If Philip Greaves, the self-published author of The Pedophiles Guide to Love and Pleasure: A Child-Lover’s Code of Conduct, isn’t crazy, he’s a perverted criminal in the eyes of one Florida judge. As such, he was arrested without incident in Pueblo on Monday in connection with obscenity charges in Florida, captain Andrew McLachlan of the local police department tells the Reuters news service. After Amazon.com banned his book last month, CNN interviewed the 47-year-old Greaves, who argued that “good” pedophiles exist—those who are merely into “kissing and fondling” as opposed to penetration.

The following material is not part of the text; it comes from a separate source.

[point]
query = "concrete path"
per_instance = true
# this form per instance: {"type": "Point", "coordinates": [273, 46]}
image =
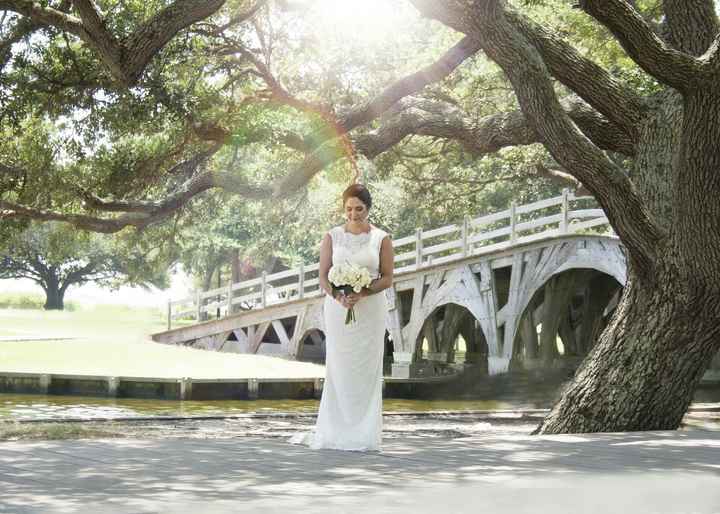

No allegations have been made against Greaves for harming any children. But “the book contains two graphic stories depicting an adult engaged in sex acts with children,” according to a statement from the Polk County Sheriff’s Office in Florida, and it also advocates illegal sex acts. Polk County Sheriff Grady Judd tells The Associated Press that Greaves “very proudly sold us his personal copy,” and the sheriff “was outraged by the content. It was clearly a manifesto on how to sexually batter children…. You just can’t believe how absolutely disgusting it was.”

While the matter of free speech has been raised, other concerns are cropping up. If a case goes to trial in Florida over the mailing of the book from Colorado, for instance, what would prevent officials from prosecuting booksellers who ship Vladimir Nabokov’s Lolita, a novel about a pedophile? “As bad as this book may be, the charge opens a very big Pandora’s box,” says Dennis J. Kenney, a former police officer in Polk County and a professor at John Jay College of Criminal Justice in New York (via 7News). “The charge sounds to me like a significant overreach.” Westword concurs that it’s a “slippery slope,” adding that “Judd appears to be Florida’s answer to Joe Arpaio,” the renegade anti-immigration sheriff of Arizona’s Maricopa County.